Batı ve Batıcı emperyalizme kafa tutan kendince haklı veya haksız birer ulus devlet idare etmekte olan Kaddafi, Zeynel Abidin ve Hüsnü Mübarek gibi diktatörler devrilmişti ama Suriye Arap Halk Cemahiriyesi ve başkanı Beşar Esad her şeye rağmen devrilmiyordu.

Zira Suriye nin destekçisi sadece İran ya da Hizbullah değil aynı zaman da bir nükleer süper güç olan Rusya da vardı...
Yani olayı salt mezhepsel açıdan değerlendirmek yanıltıcı olacaktı artık. 
Arap Baharının Suriye sokağı artık küresel bir hesaplaşmaya dönmüştü...
Görünüşte Amerika Birleşik Devletleri Suriye de ki Esed rejiminin devrilmesini istiyordu ama gereken darbeyi de bir türlü vurmuyordu.

Sanki Esed ve Baas reji,minin zımnen kalmasını istiyordu.

Yoksa sadece Suriye nin Guta mahallinde ki kimyasal saldırı dahi ABD için yeter bir sebep idi...

Lakin Obama yönetimi Esed in devrilmesini istemiyordu.

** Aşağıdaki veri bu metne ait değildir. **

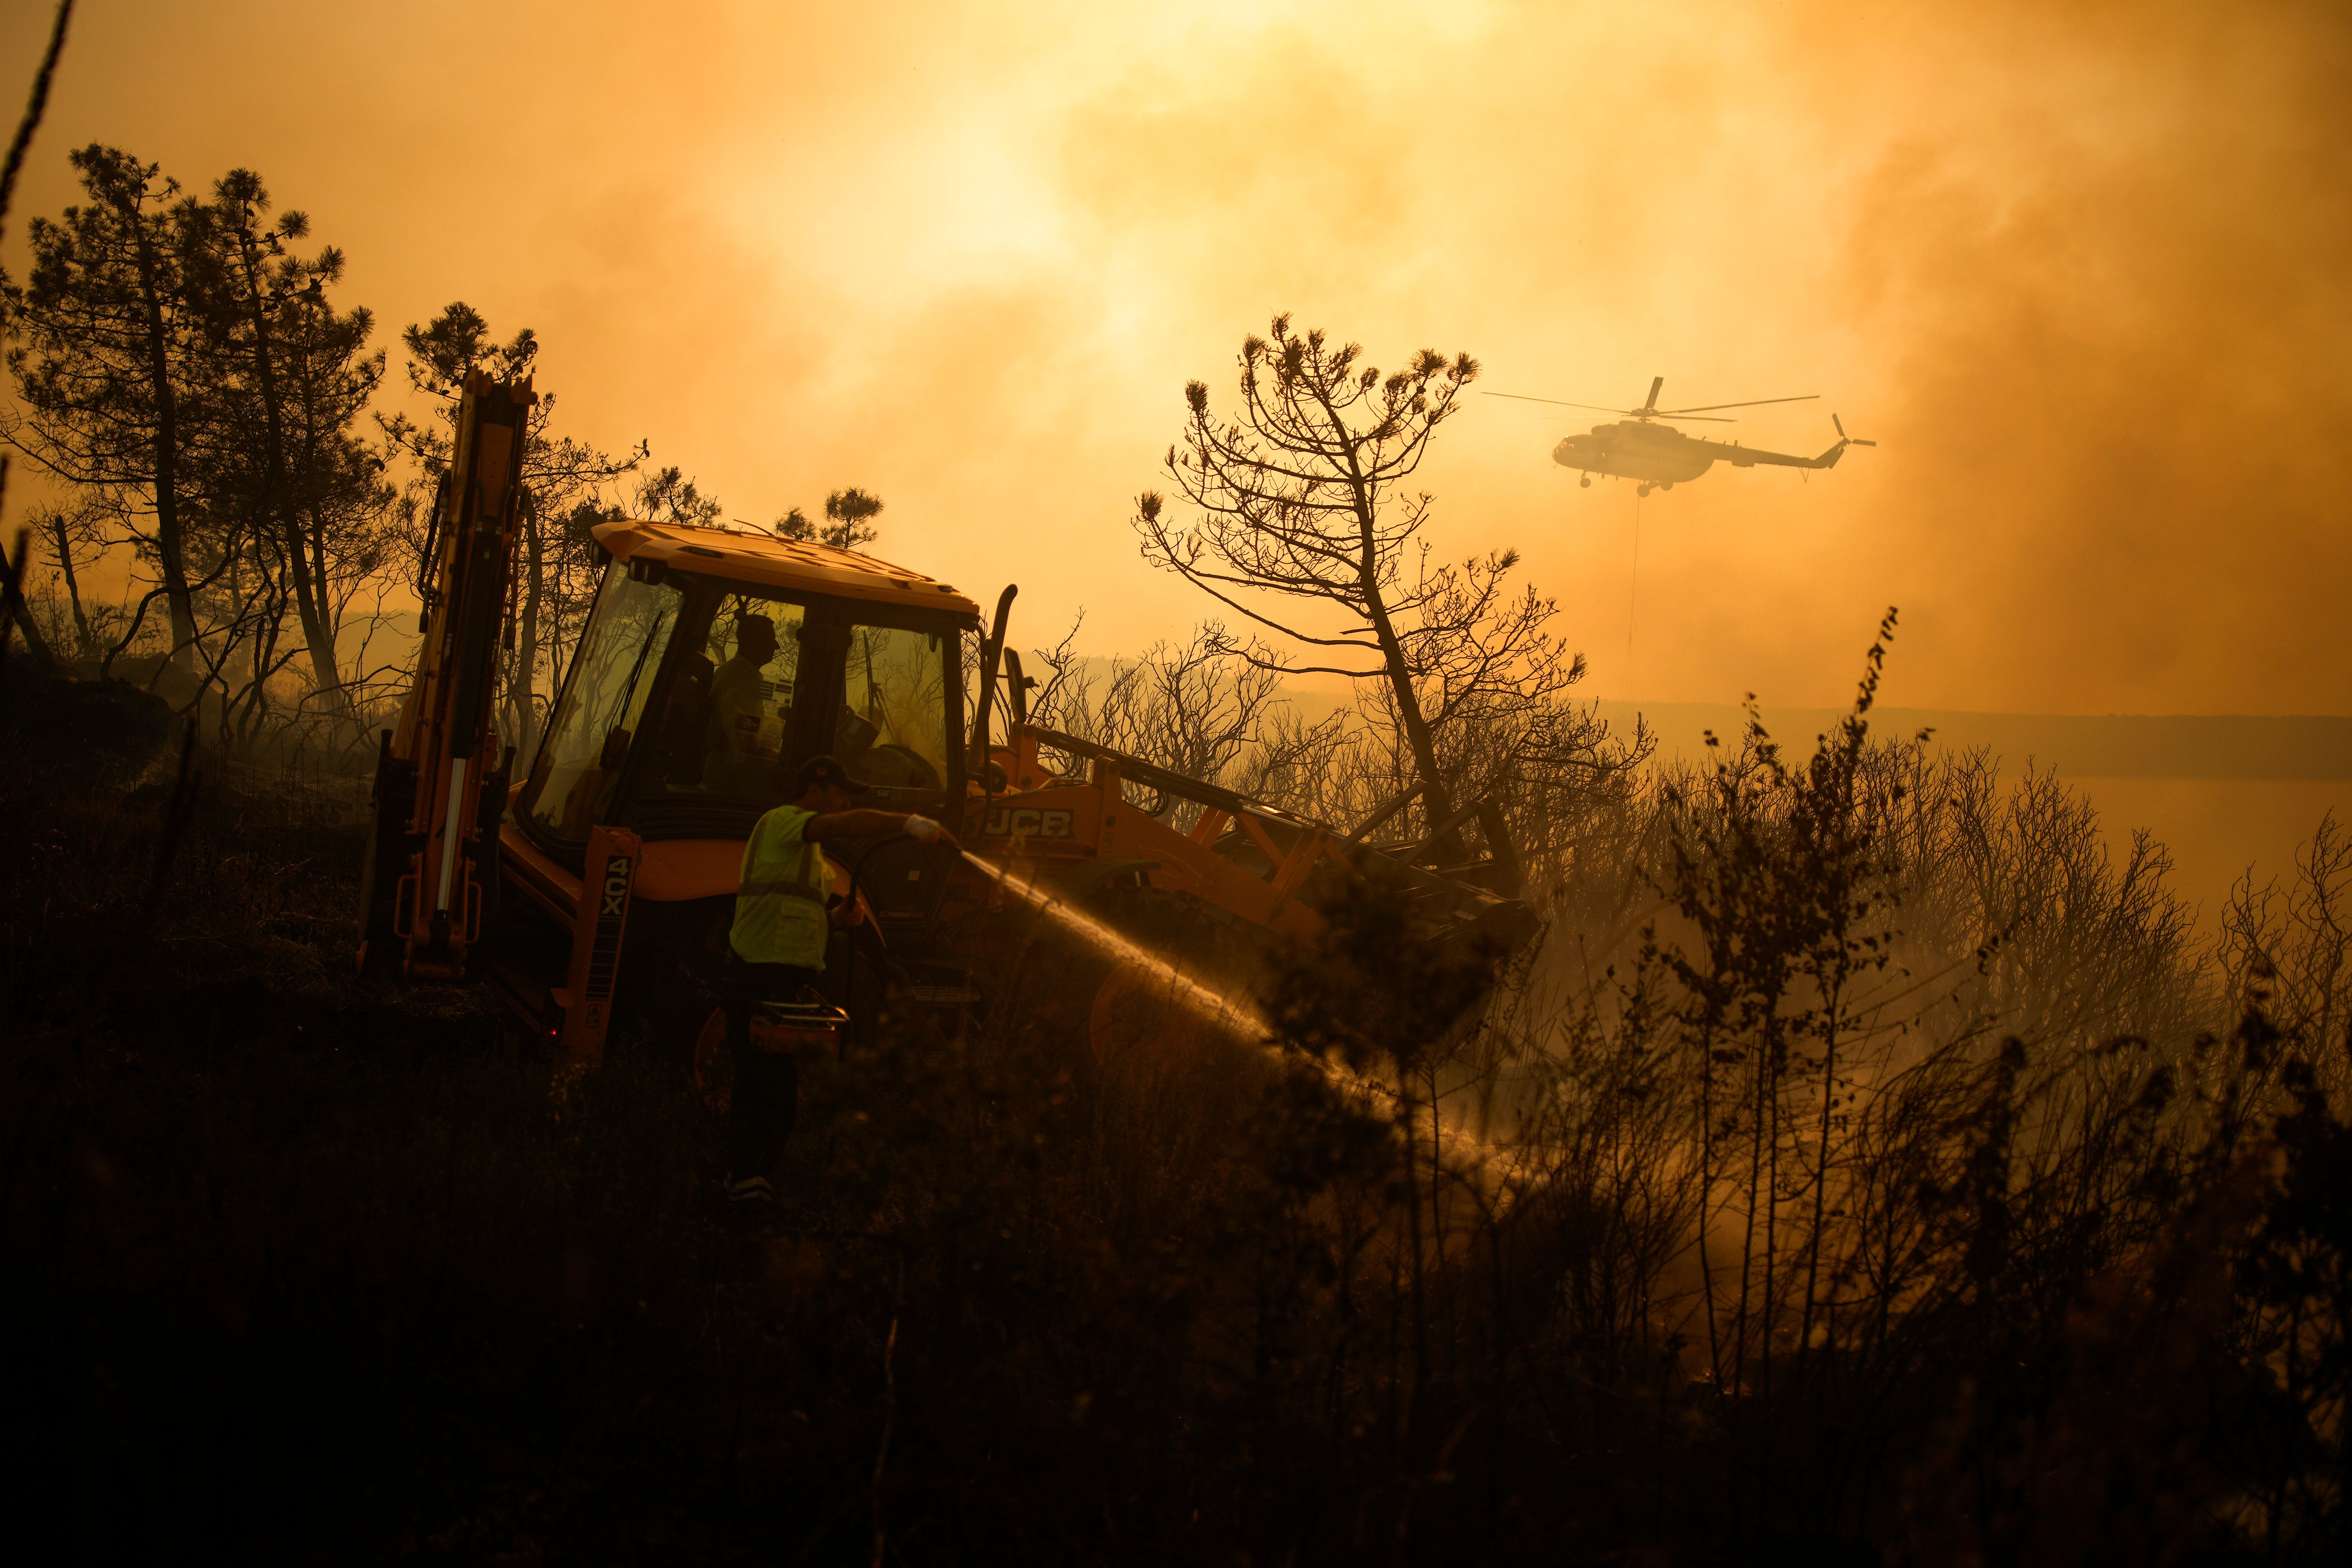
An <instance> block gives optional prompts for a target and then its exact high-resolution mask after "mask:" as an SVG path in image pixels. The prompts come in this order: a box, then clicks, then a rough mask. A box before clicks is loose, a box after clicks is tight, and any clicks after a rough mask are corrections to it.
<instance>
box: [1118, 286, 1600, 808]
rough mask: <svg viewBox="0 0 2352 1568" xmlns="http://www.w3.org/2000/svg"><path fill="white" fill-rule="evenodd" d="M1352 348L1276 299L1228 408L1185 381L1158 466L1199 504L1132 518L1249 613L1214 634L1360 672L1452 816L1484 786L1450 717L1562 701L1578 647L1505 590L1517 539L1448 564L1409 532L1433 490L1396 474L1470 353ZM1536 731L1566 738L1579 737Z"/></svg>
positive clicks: (1547, 616)
mask: <svg viewBox="0 0 2352 1568" xmlns="http://www.w3.org/2000/svg"><path fill="white" fill-rule="evenodd" d="M1362 353H1364V350H1362V348H1359V346H1357V343H1338V346H1334V343H1331V341H1329V339H1327V336H1324V334H1322V331H1305V334H1298V331H1291V322H1289V317H1287V315H1277V317H1275V322H1272V329H1270V336H1265V339H1258V336H1251V339H1247V341H1244V343H1242V355H1240V369H1242V376H1240V395H1242V409H1240V416H1237V418H1223V421H1221V418H1218V416H1216V414H1211V407H1209V388H1207V383H1202V381H1192V383H1188V386H1185V407H1188V421H1185V430H1183V440H1181V442H1178V444H1176V447H1169V454H1167V470H1169V477H1171V480H1174V482H1176V489H1178V494H1181V496H1183V498H1185V501H1188V503H1190V505H1192V508H1197V510H1195V515H1192V517H1190V520H1178V517H1176V515H1174V512H1171V510H1169V505H1167V498H1164V496H1162V494H1157V491H1145V494H1143V496H1138V498H1136V520H1134V524H1136V531H1138V534H1141V538H1143V557H1145V559H1148V562H1152V564H1155V567H1162V569H1169V571H1176V574H1178V576H1183V578H1185V581H1188V583H1192V585H1195V588H1200V590H1204V592H1209V595H1211V597H1216V599H1218V602H1221V604H1225V607H1230V609H1232V611H1237V614H1240V616H1244V618H1247V621H1249V623H1254V628H1258V630H1256V632H1254V635H1251V637H1249V639H1247V642H1244V639H1232V637H1228V639H1225V642H1223V644H1221V649H1218V651H1223V654H1232V656H1237V658H1240V661H1244V663H1247V665H1251V668H1254V670H1268V672H1275V675H1303V672H1324V675H1343V677H1348V679H1352V682H1364V684H1369V686H1371V693H1374V696H1371V698H1369V701H1367V708H1369V710H1371V712H1374V715H1376V717H1381V719H1385V722H1388V724H1390V726H1392V731H1395V733H1397V738H1399V741H1402V759H1409V762H1411V773H1414V783H1418V785H1421V790H1423V802H1421V804H1423V811H1425V816H1428V820H1430V823H1432V825H1435V823H1444V820H1446V818H1451V816H1454V804H1456V790H1458V788H1463V785H1468V788H1472V790H1477V788H1482V785H1484V783H1486V780H1482V778H1465V776H1463V769H1461V766H1446V731H1449V729H1456V726H1465V724H1470V722H1475V719H1489V722H1491V719H1496V717H1503V715H1512V712H1519V715H1552V717H1555V719H1557V717H1564V715H1559V712H1557V708H1559V698H1562V696H1564V691H1566V689H1569V684H1573V682H1576V679H1581V677H1583V661H1581V658H1576V656H1573V654H1569V649H1564V646H1562V644H1559V639H1557V637H1552V632H1550V623H1552V618H1555V614H1557V607H1555V604H1552V602H1550V599H1543V597H1541V595H1536V592H1534V590H1531V588H1529V590H1524V592H1512V590H1510V588H1508V583H1505V578H1508V576H1510V571H1512V569H1515V567H1517V559H1519V557H1517V552H1512V550H1503V552H1491V555H1486V557H1484V559H1470V562H1463V564H1461V567H1454V564H1444V562H1432V559H1430V552H1428V543H1425V541H1421V534H1423V529H1425V524H1428V522H1430V512H1432V508H1435V498H1432V496H1430V494H1428V491H1409V489H1406V482H1409V480H1411V477H1414V473H1416V470H1418V468H1421V461H1423V458H1425V456H1428V449H1430V440H1432V437H1435V433H1437V428H1439V425H1442V423H1444V421H1446V418H1451V416H1454V411H1456V402H1458V397H1461V390H1463V388H1465V386H1468V383H1470V381H1475V378H1477V374H1479V367H1477V360H1472V357H1470V355H1456V357H1454V360H1446V357H1444V355H1439V353H1435V350H1428V348H1425V350H1421V353H1416V355H1411V360H1406V364H1404V369H1399V371H1395V374H1388V376H1383V374H1381V371H1378V369H1376V367H1371V364H1364V362H1362ZM1284 602H1289V604H1284ZM1268 635H1272V637H1275V639H1287V642H1289V644H1298V646H1303V649H1308V654H1287V651H1282V649H1277V646H1275V644H1270V642H1268ZM1569 729H1571V731H1573V724H1571V726H1569ZM1531 738H1534V736H1531ZM1543 748H1545V750H1550V752H1562V750H1573V748H1576V736H1573V733H1571V736H1566V741H1564V743H1562V738H1559V736H1545V738H1543Z"/></svg>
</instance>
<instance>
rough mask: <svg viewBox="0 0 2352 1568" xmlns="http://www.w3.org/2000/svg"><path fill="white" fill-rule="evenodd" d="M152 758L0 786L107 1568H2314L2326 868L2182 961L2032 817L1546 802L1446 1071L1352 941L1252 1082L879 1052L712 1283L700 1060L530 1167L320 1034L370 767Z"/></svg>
mask: <svg viewBox="0 0 2352 1568" xmlns="http://www.w3.org/2000/svg"><path fill="white" fill-rule="evenodd" d="M16 712H19V715H21V712H24V708H19V710H16ZM101 729H103V724H101ZM115 729H122V724H118V726H115ZM101 738H103V736H101ZM118 738H120V736H118ZM153 741H155V736H132V738H129V741H122V745H120V757H122V759H120V762H115V764H108V762H103V757H106V755H108V752H106V750H103V748H99V745H92V748H82V750H80V752H75V757H78V762H75V766H71V769H56V766H40V764H38V759H40V755H42V752H40V748H31V745H26V736H24V733H12V745H9V764H7V776H5V785H0V792H5V799H0V806H5V811H7V813H9V820H14V823H19V825H21V842H19V853H16V856H12V858H9V863H7V872H5V875H7V886H5V889H0V898H5V903H0V910H5V914H0V940H5V947H0V954H5V957H0V961H5V973H0V985H5V992H0V997H5V999H0V1006H5V1039H7V1044H5V1051H0V1107H5V1124H0V1150H5V1173H0V1246H5V1260H0V1272H5V1279H7V1281H9V1286H7V1291H5V1293H0V1300H5V1314H7V1321H5V1333H7V1345H9V1352H7V1373H5V1387H0V1408H5V1410H7V1418H5V1432H7V1436H5V1441H7V1453H5V1455H0V1474H7V1476H9V1490H12V1493H14V1495H16V1505H14V1512H16V1516H19V1519H24V1521H28V1523H40V1526H45V1533H54V1535H52V1537H54V1540H66V1542H71V1544H73V1549H75V1552H78V1554H80V1556H108V1559H120V1556H127V1554H132V1552H143V1554H167V1556H174V1559H183V1556H209V1554H223V1556H226V1554H240V1556H256V1554H259V1556H306V1559H318V1561H376V1559H440V1561H769V1563H795V1561H797V1563H828V1561H891V1563H941V1561H1181V1563H1192V1561H1221V1563H1242V1561H1247V1563H1324V1561H1345V1563H1367V1561H1376V1563H1385V1561H1496V1563H1510V1561H1656V1563H1668V1561H1689V1563H1762V1561H1804V1563H1839V1561H1856V1563H1872V1561H1886V1563H2082V1561H2114V1563H2126V1561H2129V1563H2152V1561H2183V1563H2190V1561H2194V1563H2239V1561H2246V1563H2256V1561H2260V1563H2300V1561H2340V1552H2343V1544H2345V1512H2343V1500H2345V1469H2343V1467H2345V1450H2343V1399H2345V1378H2347V1361H2345V1338H2343V1324H2345V1312H2347V1288H2352V1274H2347V1262H2345V1258H2347V1246H2352V1229H2347V1225H2352V1215H2347V1204H2352V1133H2347V1128H2345V1124H2343V1121H2340V1117H2338V1107H2340V1100H2343V1093H2345V1088H2347V1037H2345V1027H2347V1011H2345V1001H2347V980H2345V969H2343V959H2345V936H2343V905H2340V898H2343V893H2345V872H2347V856H2345V849H2343V844H2340V842H2338V839H2333V837H2331V835H2326V832H2324V835H2321V839H2319V842H2317V844H2314V849H2312V856H2310V863H2307V875H2305V879H2303V884H2300V886H2296V889H2286V891H2279V893H2277V896H2272V898H2270V900H2265V898H2260V896H2256V893H2251V891H2249V893H2246V896H2244V898H2241V900H2239V905H2237V910H2234V924H2232V929H2230V936H2227V940H2225V943H2223V945H2220V947H2218V950H2216V947H2199V945H2197V943H2194V940H2192V933H2190V929H2187V919H2185V914H2183V912H2180V910H2178V907H2176V905H2171V900H2169V898H2166V896H2164V891H2161V875H2159V872H2161V865H2159V863H2157V860H2154V858H2152V851H2150V856H2143V858H2133V860H2131V863H2129V865H2122V867H2117V865H2110V863H2105V860H2103V858H2100V856H2098V842H2096V835H2093V832H2091V820H2089V811H2086V806H2084V804H2082V802H2079V799H2072V797H2067V795H2065V792H2063V790H2058V788H2056V785H2053V783H2049V780H2032V783H2027V785H2025V788H2009V790H2002V788H1994V780H1992V776H1990V769H1987V766H1983V764H1980V762H1978V764H1969V762H1929V759H1926V757H1924V755H1922V752H1919V750H1917V748H1865V745H1863V741H1860V736H1858V733H1856V736H1846V738H1839V736H1832V738H1830V748H1828V750H1825V752H1823V755H1820V759H1816V762H1813V764H1811V766H1806V769H1783V766H1780V764H1778V759H1776V757H1773V755H1771V752H1769V750H1766V748H1764V743H1759V741H1757V738H1750V748H1748V750H1745V752H1743V755H1740V757H1738V762H1733V764H1726V766H1724V769H1722V771H1717V773H1715V776H1682V778H1665V780H1661V783H1637V780H1635V778H1632V776H1623V778H1621V783H1618V785H1616V788H1613V790H1602V792H1595V795H1592V797H1590V799H1588V802H1585V809H1583V811H1585V816H1581V818H1578V820H1576V823H1573V827H1576V830H1573V835H1559V837H1562V842H1564V844H1569V849H1564V851H1559V853H1557V856H1555V858H1552V860H1550V865H1548V867H1538V870H1543V875H1545V877H1548V886H1550V914H1552V929H1550V933H1548V938H1545V945H1543V950H1541V952H1538V954H1536V957H1534V961H1529V964H1522V969H1519V971H1515V973H1510V976H1505V983H1508V985H1505V994H1503V1001H1501V1004H1498V1006H1496V1009H1494V1011H1491V1013H1489V1016H1486V1023H1484V1025H1482V1027H1477V1030H1446V1025H1444V1018H1446V1016H1449V1011H1451V1006H1454V1001H1456V999H1458V997H1461V994H1468V992H1470V990H1475V985H1477V983H1479V976H1465V973H1456V971H1435V969H1430V966H1428V964H1423V961H1421V959H1416V957H1414V952H1411V947H1409V945H1404V943H1399V940H1397V938H1395V929H1392V922H1390V914H1388V910H1385V907H1383V905H1381V903H1378V900H1364V903H1357V905H1350V907H1343V910H1336V922H1334V933H1336V936H1334V940H1331V943H1329V945H1327V947H1324V950H1319V952H1305V954H1296V966H1294V969H1291V973H1289V976H1287V978H1284V980H1282V985H1279V987H1277V994H1275V997H1272V999H1270V1013H1272V1018H1275V1020H1277V1025H1279V1032H1282V1046H1279V1051H1261V1048H1256V1046H1244V1044H1235V1041H1221V1039H1216V1037H1209V1034H1202V1032H1200V1030H1195V1027H1188V1025H1183V1023H1181V1018H1176V1020H1171V1018H1162V1016H1157V1013H1152V1011H1150V1009H1143V1011H1141V1013H1138V1016H1141V1018H1145V1020H1148V1023H1145V1027H1141V1030H1138V1032H1136V1034H1134V1037H1131V1039H1122V1041H1112V1046H1110V1048H1103V1051H1087V1048H1082V1046H1080V1048H1073V1044H1070V1041H1068V1039H1054V1037H1042V1034H1037V1032H1033V1030H1023V1027H1018V1025H1002V1027H990V1030H981V1032H974V1034H971V1037H969V1039H967V1041H964V1044H962V1046H953V1048H948V1046H941V1044H938V1041H936V1039H929V1041H924V1039H913V1037H906V1039H894V1037H887V1034H884V1039H882V1044H880V1046H877V1048H875V1051H873V1053H863V1056H854V1058H849V1060H844V1063H823V1065H816V1070H814V1072H811V1081H809V1093H807V1114H804V1121H802V1133H800V1138H797V1140H795V1154H793V1175H795V1178H797V1182H800V1190H802V1192H804V1201H802V1204H800V1215H797V1222H795V1225H793V1227H790V1229H783V1232H779V1234H769V1237H746V1234H739V1232H731V1229H727V1227H724V1225H722V1215H720V1213H717V1211H715V1204H713V1194H710V1178H713V1173H715V1126H713V1121H710V1114H708V1110H706V1107H703V1105H701V1103H699V1100H696V1098H694V1095H691V1093H689V1091H687V1086H684V1079H682V1072H680V1070H677V1060H675V1051H673V1048H675V1039H673V1037H670V1034H666V1032H661V1030H644V1032H640V1034H635V1037H630V1039H626V1041H621V1046H619V1048H616V1051H614V1060H612V1065H609V1067H607V1070H604V1074H602V1077H600V1079H597V1081H595V1084H593V1088H590V1093H588V1098H586V1103H583V1105H581V1110H579V1114H576V1117H574V1119H569V1121H562V1124H560V1121H555V1119H550V1114H548V1095H546V1081H548V1063H546V1060H543V1056H539V1053H534V1051H529V1048H524V1046H522V1041H517V1037H515V1034H513V1032H508V1030H506V1027H503V1025H501V1020H499V1016H496V1011H494V1009H492V1004H489V1001H487V999H485V997H482V994H477V992H470V990H402V987H397V985H386V983H379V980H358V978H355V976H353V971H350V907H353V900H355V886H353V879H355V867H358V860H360V832H362V811H365V802H360V799H358V790H355V788H353V785H350V783H348V780H341V778H306V776H299V773H285V771H278V769H270V771H259V769H254V771H238V769H235V766H233V764H230V762H228V759H223V757H219V755H212V757H198V759H195V764H198V766H200V769H205V771H207V778H205V783H202V788H200V790H198V792H195V804H193V809H186V802H188V797H186V795H181V792H176V790H174V757H172V750H174V748H169V745H162V748H160V752H151V750H148V748H153ZM174 802H176V804H174ZM174 823H179V827H176V830H174ZM167 844H169V853H165V851H167ZM1040 983H1042V985H1051V983H1054V976H1051V973H1049V966H1044V964H1042V961H1040ZM1341 1065H1345V1067H1348V1070H1352V1072H1359V1074H1364V1077H1369V1079H1376V1081H1378V1084H1383V1086H1385V1088H1376V1091H1369V1093H1359V1091H1352V1088H1343V1081H1345V1074H1343V1072H1341ZM1432 1098H1437V1100H1439V1103H1442V1105H1444V1114H1442V1117H1437V1119H1435V1121H1432V1119H1430V1114H1428V1105H1430V1100H1432Z"/></svg>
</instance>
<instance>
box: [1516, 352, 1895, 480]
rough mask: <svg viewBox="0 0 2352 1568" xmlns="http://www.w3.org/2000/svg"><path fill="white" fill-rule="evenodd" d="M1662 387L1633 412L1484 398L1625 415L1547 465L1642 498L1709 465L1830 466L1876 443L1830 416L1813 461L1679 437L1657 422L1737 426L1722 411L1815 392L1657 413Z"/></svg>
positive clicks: (1658, 387)
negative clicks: (1631, 488)
mask: <svg viewBox="0 0 2352 1568" xmlns="http://www.w3.org/2000/svg"><path fill="white" fill-rule="evenodd" d="M1663 386H1665V376H1653V378H1651V383H1649V400H1646V402H1644V404H1642V407H1639V409H1604V407H1599V404H1590V402H1562V400H1559V397H1524V395H1519V393H1486V397H1515V400H1519V402H1550V404H1557V407H1562V409H1592V411H1595V414H1625V418H1621V421H1616V423H1613V425H1592V433H1590V435H1569V437H1564V440H1562V442H1559V444H1557V447H1552V461H1555V463H1559V465H1562V468H1576V470H1578V480H1576V482H1578V484H1585V487H1590V484H1592V475H1597V473H1599V475H1609V477H1613V480H1639V482H1642V487H1639V489H1637V491H1635V494H1637V496H1646V494H1649V491H1651V489H1675V484H1677V482H1679V480H1696V477H1698V475H1703V473H1708V470H1710V468H1715V463H1731V465H1733V468H1755V465H1757V463H1764V465H1771V468H1837V458H1839V456H1844V451H1846V447H1877V442H1865V440H1860V437H1853V435H1846V425H1844V421H1839V418H1837V414H1830V423H1832V425H1837V444H1835V447H1830V449H1828V451H1823V454H1820V456H1818V458H1802V456H1792V454H1788V451H1762V449H1757V447H1740V444H1738V442H1710V440H1700V437H1696V435H1684V433H1682V430H1675V428H1672V425H1658V423H1651V421H1658V418H1703V421H1708V423H1722V425H1729V423H1736V421H1731V418H1726V416H1724V414H1722V409H1755V407H1762V404H1766V402H1811V400H1816V397H1820V393H1804V395H1802V397H1752V400H1748V402H1708V404H1700V407H1696V409H1661V407H1658V390H1661V388H1663Z"/></svg>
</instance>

Guta da ki kimyasal saldırı gerçekleştiğinde hem o an da Rusya da Suriye de değildi.

Her şey müsaiti idi ABD nin müdahalesi için..

Ama; Amerikan yönetimi şapkadan bir tavşan çıkarmaya çalışıyordu.

Ve o tavşan ABD Başkanı Obama ile CİA başkanı Pompei nin cebinden çıkmıştı.

İsmi IŞİD veya DAEŞ idi. 

Her kapıyı açan bir İngiliz anahtarı olacaktı IŞİD.

Irak Şam İslam Devleti adı altında ve dönemin Türkiye Cumhuriyeti Başbakanı Ahmet Davutoğlu'nca "Öfkeli gençler" olarak isimlendirilecek olan ne olduğu belli olmayan bir ucube örgüt türemişti.

IŞİD...

İşte bu İŞİD i bahane ederek önce Amerika sonra Rusya Suriye ye girmişlerdi 2014 ve 2015 yıllarında.
IŞİD sözde saldırı altında bir şehre ya da kasabaya giriyor sonra orasını ya PKK/PYD ve ABD ya da Rusya ya bırakıyordu.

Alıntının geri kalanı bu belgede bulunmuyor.